I'm capturing system audio using ScreenCaptureKit, and combining it with microphone audio to produce a single stream.
However, I'm having trouble synchronizing the two streams.
Here's what my AVAudioEngine graph looks like:
muted
inputNode --> converterNode --> mixerNode --> mainMixerNode --> outputNode
| |
playerNode ---------------------> + +--> tap --> file
When ScreenCaptureKit outputs an audio buffer, I convert it to AVAudioPCMBuffer and feed that to my AVPlayerNode:
// SCStreamOutput
func stream(_ stream: SCStream, didOutputSampleBuffer sampleBuffer: CMSampleBuffer, of outputType: SCStreamOutputType) {
let pcmBuffer = convertToPCM(sampleBuffer)
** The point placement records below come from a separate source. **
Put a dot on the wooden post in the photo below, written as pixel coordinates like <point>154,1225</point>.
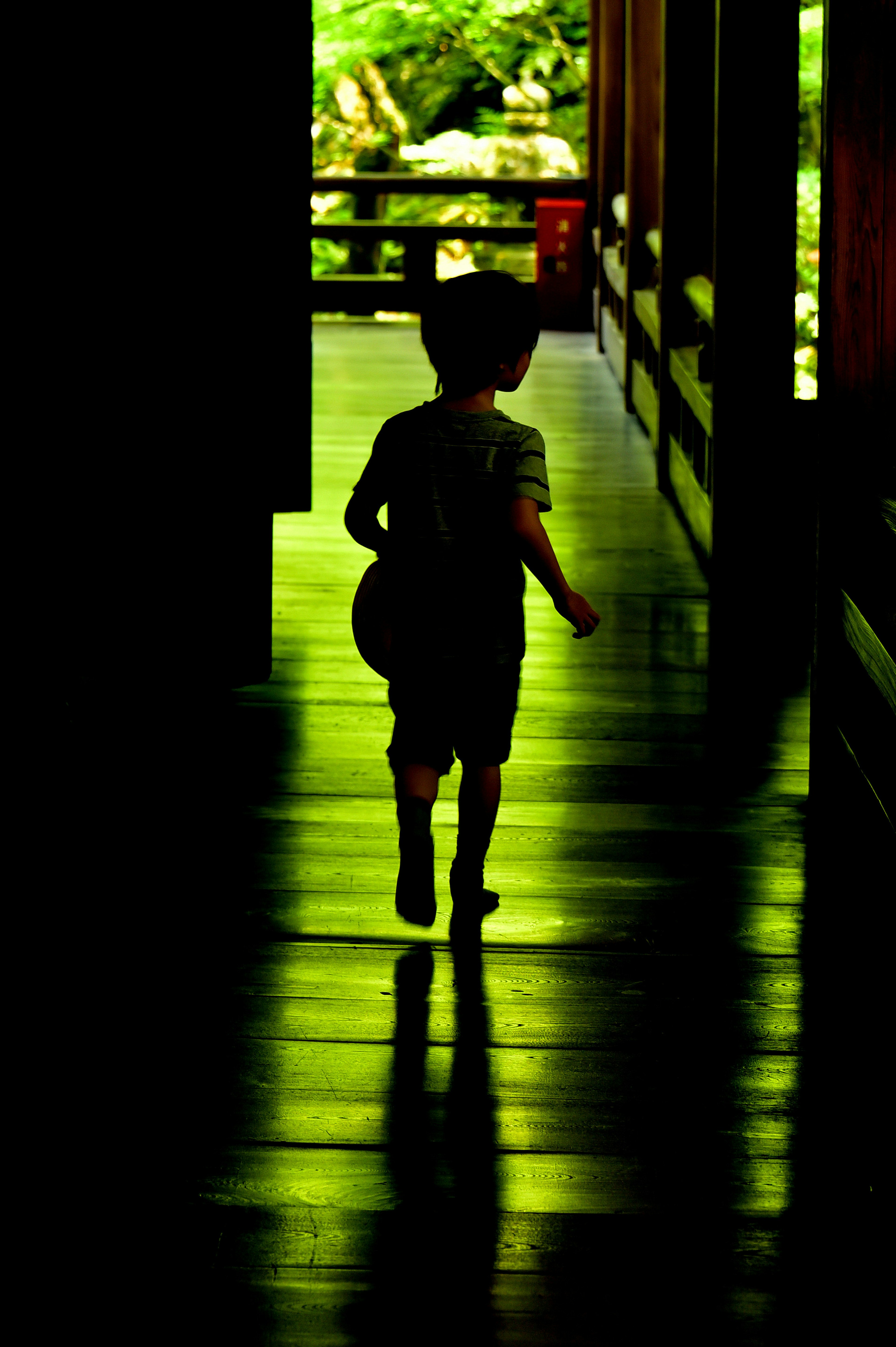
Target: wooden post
<point>642,155</point>
<point>609,98</point>
<point>852,841</point>
<point>755,228</point>
<point>686,184</point>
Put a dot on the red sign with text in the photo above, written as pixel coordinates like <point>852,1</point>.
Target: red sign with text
<point>560,234</point>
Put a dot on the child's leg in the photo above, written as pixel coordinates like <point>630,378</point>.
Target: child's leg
<point>416,790</point>
<point>479,799</point>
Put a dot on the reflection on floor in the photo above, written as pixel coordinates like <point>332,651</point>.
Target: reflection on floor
<point>583,1132</point>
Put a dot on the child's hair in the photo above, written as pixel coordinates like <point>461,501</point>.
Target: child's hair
<point>472,324</point>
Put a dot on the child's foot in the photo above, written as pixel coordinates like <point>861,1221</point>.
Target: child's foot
<point>468,892</point>
<point>416,891</point>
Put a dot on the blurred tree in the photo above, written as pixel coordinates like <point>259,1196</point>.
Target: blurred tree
<point>390,73</point>
<point>809,185</point>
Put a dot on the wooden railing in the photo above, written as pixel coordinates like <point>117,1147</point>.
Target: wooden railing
<point>405,291</point>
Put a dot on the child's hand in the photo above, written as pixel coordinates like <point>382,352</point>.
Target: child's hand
<point>577,611</point>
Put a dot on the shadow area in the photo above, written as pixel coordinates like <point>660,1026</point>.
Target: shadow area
<point>433,1255</point>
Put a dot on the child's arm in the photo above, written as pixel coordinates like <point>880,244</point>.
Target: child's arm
<point>363,525</point>
<point>538,554</point>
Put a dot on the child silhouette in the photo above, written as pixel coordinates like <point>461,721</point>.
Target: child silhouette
<point>466,488</point>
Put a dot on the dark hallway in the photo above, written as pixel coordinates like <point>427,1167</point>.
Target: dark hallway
<point>513,1147</point>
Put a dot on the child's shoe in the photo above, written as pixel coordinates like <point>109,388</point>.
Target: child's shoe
<point>468,892</point>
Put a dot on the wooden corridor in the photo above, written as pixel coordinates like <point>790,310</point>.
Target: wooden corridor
<point>584,1132</point>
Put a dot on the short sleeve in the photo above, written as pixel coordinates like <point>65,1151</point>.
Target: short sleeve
<point>374,481</point>
<point>532,472</point>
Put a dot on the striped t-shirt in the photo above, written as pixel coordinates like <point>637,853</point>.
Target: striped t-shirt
<point>449,479</point>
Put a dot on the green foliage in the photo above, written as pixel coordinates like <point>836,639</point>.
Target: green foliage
<point>812,34</point>
<point>441,68</point>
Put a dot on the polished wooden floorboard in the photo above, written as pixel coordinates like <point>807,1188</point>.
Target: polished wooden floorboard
<point>584,1132</point>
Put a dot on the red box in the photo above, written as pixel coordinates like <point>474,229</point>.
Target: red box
<point>560,240</point>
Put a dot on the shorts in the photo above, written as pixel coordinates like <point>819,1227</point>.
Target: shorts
<point>447,709</point>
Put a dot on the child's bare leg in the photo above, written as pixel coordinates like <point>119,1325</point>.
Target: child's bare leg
<point>416,790</point>
<point>479,799</point>
<point>414,779</point>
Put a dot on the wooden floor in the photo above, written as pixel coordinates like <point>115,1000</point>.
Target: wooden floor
<point>584,1132</point>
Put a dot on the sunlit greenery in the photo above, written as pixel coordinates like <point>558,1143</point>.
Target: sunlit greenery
<point>391,75</point>
<point>812,29</point>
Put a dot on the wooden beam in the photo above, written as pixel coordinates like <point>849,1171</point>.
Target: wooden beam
<point>642,155</point>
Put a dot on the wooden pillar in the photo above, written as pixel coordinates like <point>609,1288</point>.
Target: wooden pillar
<point>852,838</point>
<point>642,155</point>
<point>608,114</point>
<point>686,185</point>
<point>755,227</point>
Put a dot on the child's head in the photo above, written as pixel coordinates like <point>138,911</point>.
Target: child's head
<point>475,324</point>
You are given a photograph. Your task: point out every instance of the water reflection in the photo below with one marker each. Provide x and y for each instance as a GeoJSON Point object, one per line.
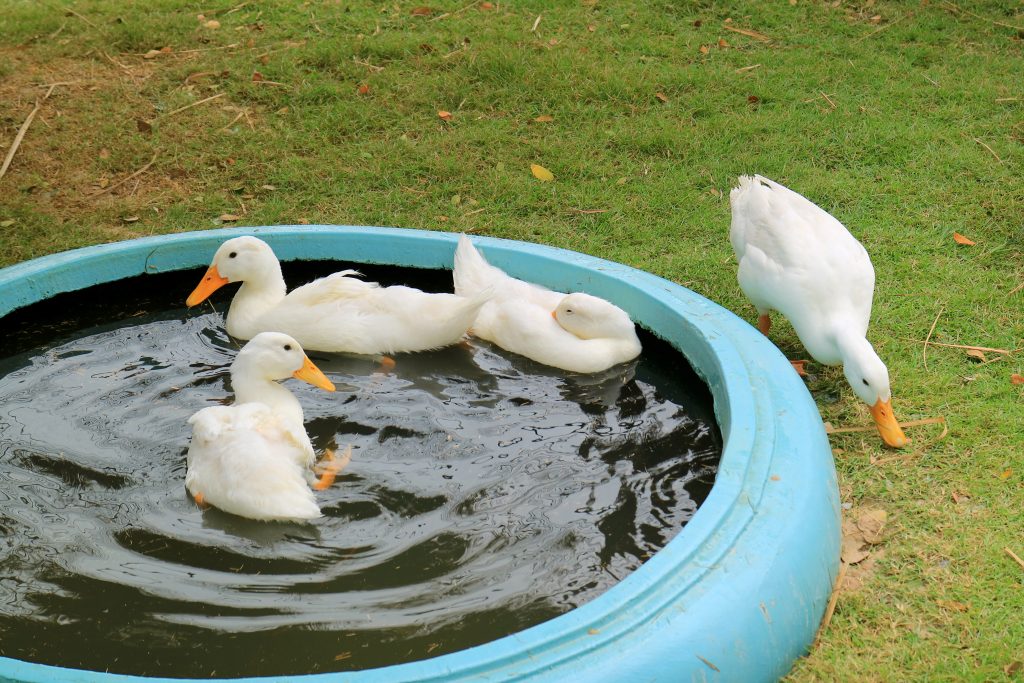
{"type": "Point", "coordinates": [485, 494]}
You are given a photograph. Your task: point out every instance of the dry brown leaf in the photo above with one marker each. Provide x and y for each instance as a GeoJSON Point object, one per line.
{"type": "Point", "coordinates": [542, 173]}
{"type": "Point", "coordinates": [851, 551]}
{"type": "Point", "coordinates": [871, 521]}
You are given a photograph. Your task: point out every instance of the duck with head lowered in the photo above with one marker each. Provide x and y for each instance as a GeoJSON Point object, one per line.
{"type": "Point", "coordinates": [799, 260]}
{"type": "Point", "coordinates": [574, 332]}
{"type": "Point", "coordinates": [253, 458]}
{"type": "Point", "coordinates": [339, 312]}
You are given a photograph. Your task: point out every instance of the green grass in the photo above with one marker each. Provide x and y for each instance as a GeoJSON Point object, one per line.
{"type": "Point", "coordinates": [884, 124]}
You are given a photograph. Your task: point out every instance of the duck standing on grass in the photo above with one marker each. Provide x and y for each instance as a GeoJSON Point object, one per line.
{"type": "Point", "coordinates": [799, 260]}
{"type": "Point", "coordinates": [254, 459]}
{"type": "Point", "coordinates": [574, 332]}
{"type": "Point", "coordinates": [339, 312]}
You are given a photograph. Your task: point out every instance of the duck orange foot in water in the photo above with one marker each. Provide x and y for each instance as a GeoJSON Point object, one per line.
{"type": "Point", "coordinates": [330, 467]}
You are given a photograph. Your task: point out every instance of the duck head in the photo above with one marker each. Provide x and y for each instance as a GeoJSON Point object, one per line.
{"type": "Point", "coordinates": [242, 259]}
{"type": "Point", "coordinates": [869, 379]}
{"type": "Point", "coordinates": [590, 317]}
{"type": "Point", "coordinates": [272, 355]}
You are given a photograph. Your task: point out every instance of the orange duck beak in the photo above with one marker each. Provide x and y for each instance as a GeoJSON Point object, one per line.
{"type": "Point", "coordinates": [211, 282]}
{"type": "Point", "coordinates": [885, 420]}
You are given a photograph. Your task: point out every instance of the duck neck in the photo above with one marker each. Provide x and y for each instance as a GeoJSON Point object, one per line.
{"type": "Point", "coordinates": [251, 387]}
{"type": "Point", "coordinates": [255, 297]}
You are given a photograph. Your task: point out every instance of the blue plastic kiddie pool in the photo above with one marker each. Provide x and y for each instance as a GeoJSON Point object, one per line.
{"type": "Point", "coordinates": [736, 596]}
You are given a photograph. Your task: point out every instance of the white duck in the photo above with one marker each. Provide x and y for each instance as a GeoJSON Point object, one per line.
{"type": "Point", "coordinates": [335, 313]}
{"type": "Point", "coordinates": [574, 332]}
{"type": "Point", "coordinates": [799, 260]}
{"type": "Point", "coordinates": [253, 458]}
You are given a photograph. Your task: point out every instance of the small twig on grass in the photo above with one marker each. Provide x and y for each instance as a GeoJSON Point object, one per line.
{"type": "Point", "coordinates": [830, 609]}
{"type": "Point", "coordinates": [133, 175]}
{"type": "Point", "coordinates": [17, 139]}
{"type": "Point", "coordinates": [118, 63]}
{"type": "Point", "coordinates": [989, 148]}
{"type": "Point", "coordinates": [373, 68]}
{"type": "Point", "coordinates": [956, 8]}
{"type": "Point", "coordinates": [458, 11]}
{"type": "Point", "coordinates": [912, 423]}
{"type": "Point", "coordinates": [1015, 556]}
{"type": "Point", "coordinates": [188, 107]}
{"type": "Point", "coordinates": [969, 347]}
{"type": "Point", "coordinates": [72, 11]}
{"type": "Point", "coordinates": [23, 130]}
{"type": "Point", "coordinates": [883, 28]}
{"type": "Point", "coordinates": [747, 32]}
{"type": "Point", "coordinates": [241, 114]}
{"type": "Point", "coordinates": [924, 353]}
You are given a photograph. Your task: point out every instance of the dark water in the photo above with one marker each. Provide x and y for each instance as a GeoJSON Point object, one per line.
{"type": "Point", "coordinates": [486, 494]}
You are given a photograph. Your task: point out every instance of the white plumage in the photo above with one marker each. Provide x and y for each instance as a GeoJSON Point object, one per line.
{"type": "Point", "coordinates": [574, 332]}
{"type": "Point", "coordinates": [253, 458]}
{"type": "Point", "coordinates": [799, 260]}
{"type": "Point", "coordinates": [339, 312]}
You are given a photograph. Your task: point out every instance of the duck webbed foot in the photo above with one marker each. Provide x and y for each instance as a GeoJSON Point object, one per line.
{"type": "Point", "coordinates": [329, 468]}
{"type": "Point", "coordinates": [800, 367]}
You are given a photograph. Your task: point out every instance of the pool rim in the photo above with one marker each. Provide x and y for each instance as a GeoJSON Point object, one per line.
{"type": "Point", "coordinates": [776, 462]}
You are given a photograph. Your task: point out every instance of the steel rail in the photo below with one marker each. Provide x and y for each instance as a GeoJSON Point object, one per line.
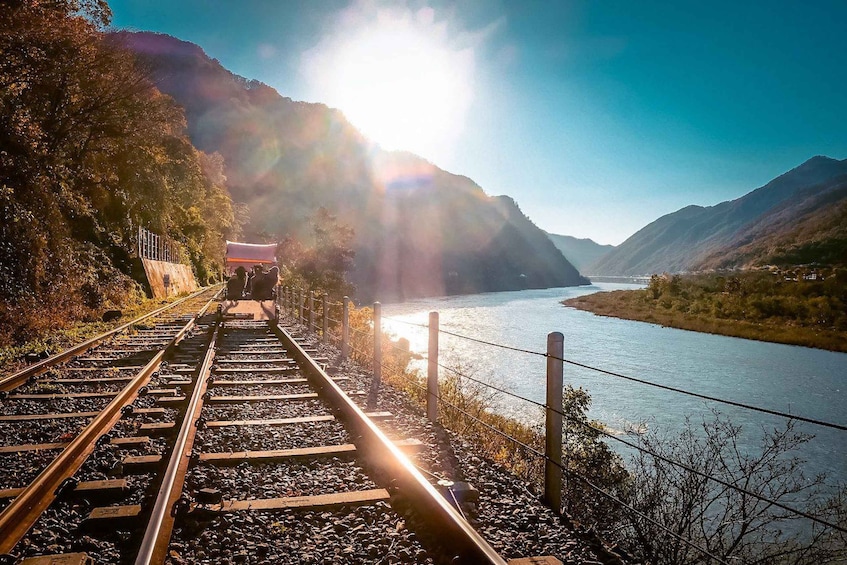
{"type": "Point", "coordinates": [157, 536]}
{"type": "Point", "coordinates": [25, 510]}
{"type": "Point", "coordinates": [17, 379]}
{"type": "Point", "coordinates": [462, 539]}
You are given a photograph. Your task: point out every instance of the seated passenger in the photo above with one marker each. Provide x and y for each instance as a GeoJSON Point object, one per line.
{"type": "Point", "coordinates": [235, 285]}
{"type": "Point", "coordinates": [264, 283]}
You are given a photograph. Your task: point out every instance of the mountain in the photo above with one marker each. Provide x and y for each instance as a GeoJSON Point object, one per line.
{"type": "Point", "coordinates": [810, 228]}
{"type": "Point", "coordinates": [697, 237]}
{"type": "Point", "coordinates": [419, 230]}
{"type": "Point", "coordinates": [579, 252]}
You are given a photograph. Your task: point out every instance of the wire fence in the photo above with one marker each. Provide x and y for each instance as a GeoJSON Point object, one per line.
{"type": "Point", "coordinates": [362, 339]}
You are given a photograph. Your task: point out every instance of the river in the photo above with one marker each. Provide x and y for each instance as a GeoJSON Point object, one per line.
{"type": "Point", "coordinates": [786, 378]}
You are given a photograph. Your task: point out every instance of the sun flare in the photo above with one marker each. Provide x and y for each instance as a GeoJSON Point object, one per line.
{"type": "Point", "coordinates": [398, 79]}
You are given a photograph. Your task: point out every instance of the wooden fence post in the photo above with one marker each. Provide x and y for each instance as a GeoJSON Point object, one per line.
{"type": "Point", "coordinates": [377, 364]}
{"type": "Point", "coordinates": [432, 369]}
{"type": "Point", "coordinates": [553, 444]}
{"type": "Point", "coordinates": [345, 328]}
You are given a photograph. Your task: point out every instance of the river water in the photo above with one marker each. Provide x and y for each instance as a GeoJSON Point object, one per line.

playerNode.scheduleBuffer(pcmBuffer, completionCallbackType: .dataConsumed, completionHandler: nil)
}
The problem is that the two streams easily get out of sync, because each requires a processing step before they arrive at mixerNode (converting buffer format for system audio, and converting sample rate for microphone audio). The delay is noticeable due to the microphone picking up system audio, leading to an echo effect.
How can I synchronize the two audio streams? ScreenCaptureKit has its own synchronizationClock, but it's not clear how this might interface with AVAudioEngine.